The filter, in combination with the steering cube works as follows:
A search radius is defined.
From a starting position we extract the first amplitude.
The local dip and azimuth is followed to the next trace.
The interpolated amplitude at this point is extracted.
Step 3 and 4 are repeated for all traces inside the search radius (see Figure).
The amplitude at the starting position is replaced with the median value of all extracted amplitudes.
Points 2 to 6 are repeated for all samples in the cube.
Filter input for a 4-trace radius which corresponds to 57 points. Note that the disk is neither flat, nor horizontal but follows the seismic events from trace to trace.
A median value can be defined as the value associated with the central position of a ranked series. So, if we rank all N amplitudes from smallest to largest number than we find the median value by taking the value at position (N+1)/2, where N is an odd number.

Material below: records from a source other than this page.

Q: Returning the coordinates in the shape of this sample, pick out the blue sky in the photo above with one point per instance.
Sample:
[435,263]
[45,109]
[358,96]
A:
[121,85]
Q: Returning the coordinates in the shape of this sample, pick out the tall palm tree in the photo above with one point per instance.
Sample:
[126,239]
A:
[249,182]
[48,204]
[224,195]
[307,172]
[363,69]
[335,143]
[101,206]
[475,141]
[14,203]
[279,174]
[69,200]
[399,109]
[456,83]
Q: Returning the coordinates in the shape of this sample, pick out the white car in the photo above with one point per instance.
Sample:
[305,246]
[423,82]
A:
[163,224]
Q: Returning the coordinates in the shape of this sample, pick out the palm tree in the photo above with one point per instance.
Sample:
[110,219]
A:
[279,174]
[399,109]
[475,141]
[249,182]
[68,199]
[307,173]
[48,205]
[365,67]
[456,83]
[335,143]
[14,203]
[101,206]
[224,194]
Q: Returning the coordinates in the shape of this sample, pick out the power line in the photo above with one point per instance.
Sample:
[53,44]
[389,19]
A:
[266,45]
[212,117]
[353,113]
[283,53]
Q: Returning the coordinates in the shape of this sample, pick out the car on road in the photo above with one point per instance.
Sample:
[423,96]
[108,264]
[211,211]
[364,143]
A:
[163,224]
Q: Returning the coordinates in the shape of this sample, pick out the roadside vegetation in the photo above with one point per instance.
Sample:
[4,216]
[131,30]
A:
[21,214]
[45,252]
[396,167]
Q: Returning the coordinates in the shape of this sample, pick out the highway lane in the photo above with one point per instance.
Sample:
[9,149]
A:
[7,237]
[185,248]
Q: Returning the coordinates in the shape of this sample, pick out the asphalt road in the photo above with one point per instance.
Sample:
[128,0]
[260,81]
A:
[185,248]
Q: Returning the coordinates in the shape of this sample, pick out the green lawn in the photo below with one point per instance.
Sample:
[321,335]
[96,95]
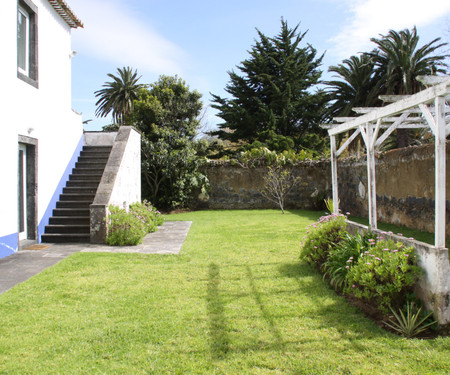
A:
[235,301]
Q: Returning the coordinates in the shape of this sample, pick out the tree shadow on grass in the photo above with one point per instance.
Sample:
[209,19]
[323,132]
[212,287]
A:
[331,309]
[219,340]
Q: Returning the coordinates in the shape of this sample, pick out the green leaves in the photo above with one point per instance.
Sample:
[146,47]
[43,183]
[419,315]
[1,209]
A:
[166,115]
[275,90]
[411,323]
[118,95]
[384,273]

To understand the effect of a median filter, let us assume we are filtering a seismic event with a 3-points median filter. The event, e.g. the amplitudes along a horizon is given by the following series:
...0,0,1,0,0,1,1,3,1,0,1,1,1,.......
The 3-points median filtered response is given by:
....0,0,0,0,0,1,1,1,1,1,1,1,1,.......
To check this take 3 consecutive input numbers, rank them and output the value in the middle, then slide your input set one position and repeat the exercise.
Please observe that:
Events smaller than half the filter length are removed (e.g. the 1 on the left and 0 on the right)

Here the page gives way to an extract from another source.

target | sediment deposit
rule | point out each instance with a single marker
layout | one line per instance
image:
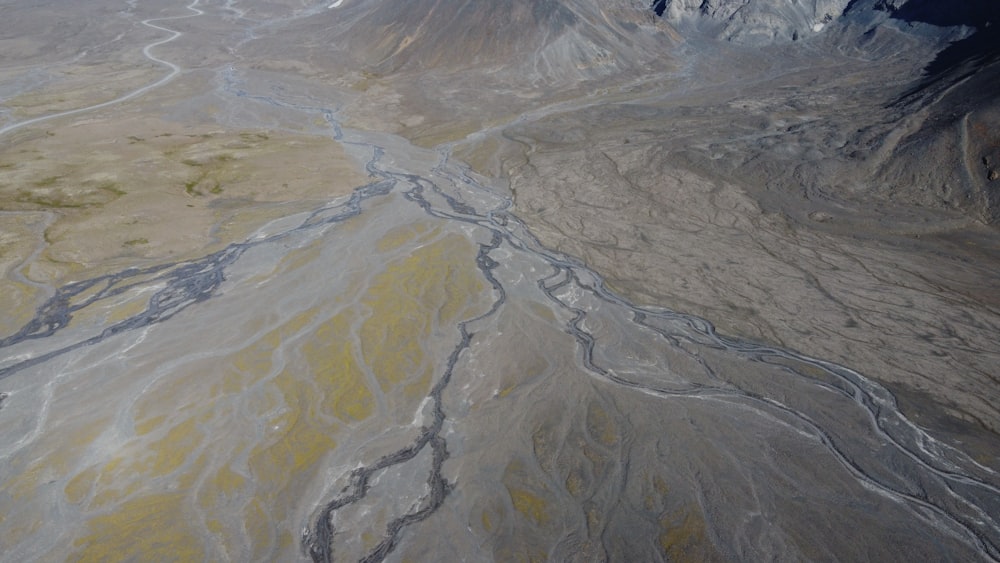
(284, 294)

Noise bursts are also removed (the value 3) and
Edges are preserved (the break from mainly zeros to mainly ones stays exactly at the same position. In other words no filter tails are introduced).
5.2.1. Example results
The following figures show an example of the effect of a 57-points (4 trace radius) filter.
5.2.2. Create the Median dip filter yourself
In OpendTect filters are integrated with attribute extractions. The advantage of this approach is that all attributes can be filtered separately without creating intermediate results first. To apply a median filter to a seismic data set you define the median filter as an attribute in the active attribute set. Start the attribute definition module (icon or Attributes option, Processing menu). Select an existing attribute set, or create a new one. Specify Volume statistics as attribute type, select the input seismic and specify output = median. Set the search radius e.g. 4x4 and specify the time gate as [0,0]. Select the steering cube and specify Full steering as the steering mode. A time-gate of [0,0] means that effectively the filter input is collected along a disk. Full steering means that the disk is curved according to the local dip information (see also Section 2.2).
To apply the filter interactively, use the plane viewers in one or more scenes. For a good comparison between filtered and unfiltered displays, scale the data similarly (clipping option, right-hand mouse button on the color bar). To apply to a volume, select Volume output from the Processing menu, specify the median dip filter attribute as 'Quantity to output'.
5.2.3. Note
As an alternative, one could also use the Edge Preserving filter described by Li You et al. in The Leading Edge of February 2002. Just like the median dip filter, this Edge Preserving filter is included in the Evaluate Attributes default attribute set. It uses the Position attribute to locate the area where the variance in seismic amplitude is lowest, and outputs the average amplitude at that location to the current sample location.